Después de que Juanita le pusiera delante la botella de refresco, Bodecker se encendió un cigarrillo y dijo:
—Así pues, Sandy todavía no ha vuelto, ¿verdad?
—Ja —dijo Juanita—. Ya me gustaría a mí. Hace dos semanas que se fue.
—¿Cómo? ¿Ha dejado el trabajo?
—No, nada de eso —dijo la camarera—. Está de vacaciones.
—¿Otra vez?
—No sé cómo lo hacen —dijo Juanita, animándose, aliviada porque la visita del sheriff no tuviera al parecer nada que ver con su hijo—. No creo que se queden en ningún sitio caro, pero es que lo que yo gano aquí apenas me llega para pagar el alquiler de esa vieja caravana en la que vivo. Y sabes perfectamente que Carl no paga nada.
Bodecker dio un sorbo al refresco y volvió a acordarse de la llamada telefónica. De manera que probablemente fuera cierto; pero si Sandy llevaba más de un año haciendo la calle, tal como decía aquella zorra, ¿cómo era posible que él no se hubiera enterado hasta ahora? Tal vez fuera bueno que hubiera dejado la bebida. Estaba claro que el whisky ya había empezado a ablandarle el cerebro. A continuación echó un vistazo a la mesa de billar y pensó en otras cosas que tal vez había estado descuidando durante los últimos meses. Le vino un escalofrío repentino. Tuvo que tragar varias veces para evitar vomitar el Seven Up.
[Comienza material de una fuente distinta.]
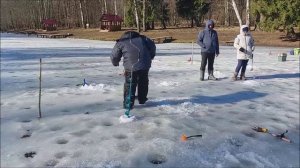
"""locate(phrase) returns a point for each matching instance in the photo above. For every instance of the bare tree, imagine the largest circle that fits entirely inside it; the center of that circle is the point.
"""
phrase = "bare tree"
(144, 15)
(136, 16)
(226, 13)
(81, 13)
(237, 12)
(115, 4)
(105, 6)
(248, 13)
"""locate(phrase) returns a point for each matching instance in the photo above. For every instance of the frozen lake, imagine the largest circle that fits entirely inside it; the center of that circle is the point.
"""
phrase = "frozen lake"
(80, 125)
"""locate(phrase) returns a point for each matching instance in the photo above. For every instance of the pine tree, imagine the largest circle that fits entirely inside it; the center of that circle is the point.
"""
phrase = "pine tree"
(277, 14)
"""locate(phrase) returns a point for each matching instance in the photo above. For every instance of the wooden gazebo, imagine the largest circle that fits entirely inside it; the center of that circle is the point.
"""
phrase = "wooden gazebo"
(49, 24)
(110, 22)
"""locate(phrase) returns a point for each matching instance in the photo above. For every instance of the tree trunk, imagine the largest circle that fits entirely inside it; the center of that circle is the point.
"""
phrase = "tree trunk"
(226, 13)
(86, 14)
(105, 6)
(136, 16)
(248, 13)
(237, 12)
(115, 3)
(81, 14)
(144, 15)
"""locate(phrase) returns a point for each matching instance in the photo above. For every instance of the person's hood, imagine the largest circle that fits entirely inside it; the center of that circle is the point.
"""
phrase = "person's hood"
(129, 35)
(241, 29)
(209, 22)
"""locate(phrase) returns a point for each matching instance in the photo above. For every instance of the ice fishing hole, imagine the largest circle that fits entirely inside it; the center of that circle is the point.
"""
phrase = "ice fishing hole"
(26, 121)
(62, 141)
(60, 155)
(120, 136)
(51, 163)
(107, 123)
(157, 158)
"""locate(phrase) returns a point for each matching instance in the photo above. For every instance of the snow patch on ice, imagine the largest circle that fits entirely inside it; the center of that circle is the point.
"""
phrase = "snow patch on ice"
(99, 87)
(253, 83)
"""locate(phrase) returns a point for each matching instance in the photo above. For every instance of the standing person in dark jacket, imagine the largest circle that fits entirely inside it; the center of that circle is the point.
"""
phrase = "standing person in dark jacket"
(137, 52)
(209, 43)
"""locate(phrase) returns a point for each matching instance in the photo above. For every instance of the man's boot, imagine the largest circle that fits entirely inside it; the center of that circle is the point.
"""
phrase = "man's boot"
(202, 75)
(243, 77)
(211, 76)
(234, 77)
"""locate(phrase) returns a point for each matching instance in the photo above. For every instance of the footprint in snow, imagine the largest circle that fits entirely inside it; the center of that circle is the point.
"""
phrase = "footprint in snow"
(60, 155)
(62, 141)
(51, 163)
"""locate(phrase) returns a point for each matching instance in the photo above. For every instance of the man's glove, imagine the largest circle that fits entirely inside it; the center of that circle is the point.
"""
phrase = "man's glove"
(242, 49)
(250, 56)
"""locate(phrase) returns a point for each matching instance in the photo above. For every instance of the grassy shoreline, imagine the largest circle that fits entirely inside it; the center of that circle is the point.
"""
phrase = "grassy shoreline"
(185, 35)
(188, 35)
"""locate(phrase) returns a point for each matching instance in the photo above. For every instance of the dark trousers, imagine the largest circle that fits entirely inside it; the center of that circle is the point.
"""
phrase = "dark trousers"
(141, 81)
(241, 64)
(207, 57)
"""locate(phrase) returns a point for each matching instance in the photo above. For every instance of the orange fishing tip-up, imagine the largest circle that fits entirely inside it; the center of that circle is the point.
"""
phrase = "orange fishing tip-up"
(185, 138)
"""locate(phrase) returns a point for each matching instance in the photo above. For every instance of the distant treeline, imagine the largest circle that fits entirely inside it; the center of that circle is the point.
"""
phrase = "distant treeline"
(150, 14)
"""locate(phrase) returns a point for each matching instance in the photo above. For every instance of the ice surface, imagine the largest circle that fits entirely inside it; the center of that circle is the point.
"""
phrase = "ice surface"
(80, 124)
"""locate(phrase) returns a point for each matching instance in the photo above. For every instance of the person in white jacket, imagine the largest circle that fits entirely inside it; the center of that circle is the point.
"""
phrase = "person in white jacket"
(244, 44)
—¿Y cuándo vuelve? —preguntó.
—Le dijo a Leroy que volvía a finales de esta semana.
Espero que sea verdad. El puto tacaño no quiere contratar a nadie más.
—¿Y no tienes ni idea de adónde iban?
—Con esa chica es difícil saberlo —dijo Juanita, encogiéndose de hombros—. Estaba hablando de Virginia Beach, pero no me imagino para nada a Carl tomando el sol dos semanas junto al océano, ¿a que no?
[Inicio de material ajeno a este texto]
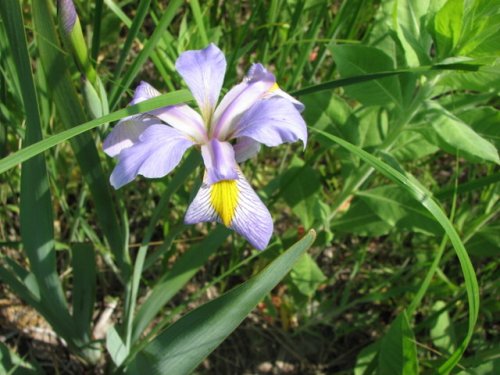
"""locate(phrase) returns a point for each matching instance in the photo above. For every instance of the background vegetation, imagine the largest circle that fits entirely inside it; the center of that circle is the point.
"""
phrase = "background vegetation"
(399, 181)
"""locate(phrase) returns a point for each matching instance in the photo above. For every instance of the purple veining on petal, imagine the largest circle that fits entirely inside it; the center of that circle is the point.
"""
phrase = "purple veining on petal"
(252, 219)
(254, 87)
(272, 122)
(184, 119)
(159, 150)
(219, 161)
(203, 70)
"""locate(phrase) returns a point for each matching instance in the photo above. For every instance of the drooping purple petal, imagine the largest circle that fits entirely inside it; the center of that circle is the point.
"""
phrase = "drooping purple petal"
(158, 151)
(219, 161)
(126, 133)
(185, 119)
(254, 87)
(203, 70)
(144, 92)
(272, 122)
(279, 92)
(245, 148)
(250, 217)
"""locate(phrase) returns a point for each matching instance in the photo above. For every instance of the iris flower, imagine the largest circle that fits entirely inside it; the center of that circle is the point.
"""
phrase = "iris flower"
(254, 112)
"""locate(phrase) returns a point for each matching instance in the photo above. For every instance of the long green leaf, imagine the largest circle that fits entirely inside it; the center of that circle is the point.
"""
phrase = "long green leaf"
(37, 148)
(182, 271)
(149, 47)
(37, 230)
(180, 348)
(424, 196)
(71, 113)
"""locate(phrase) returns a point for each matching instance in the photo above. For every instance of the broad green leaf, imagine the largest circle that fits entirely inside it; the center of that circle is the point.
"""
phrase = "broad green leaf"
(442, 330)
(182, 346)
(300, 185)
(398, 350)
(422, 195)
(487, 78)
(411, 146)
(36, 205)
(452, 135)
(448, 27)
(410, 25)
(485, 122)
(84, 286)
(360, 219)
(182, 271)
(306, 275)
(357, 60)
Bodecker negó con la cabeza. —Para serte sincero, no me imagino a ese hijoputa haciendo nada. —Por fin se puso de pie y dejó un dólar sobre la barra—. Mira —le dijo—, cuando vuelva, dile que necesito hablar con ella, ¿vale?
—Claro, Lee, no hay problema —dijo la camarera.
Después de que saliera por la puerta, uno de los hombres gritó:
—Eh, Juanita, ¿has oído lo que ha estado diciendo Hen Matthews sobre ese cabezón de mierda?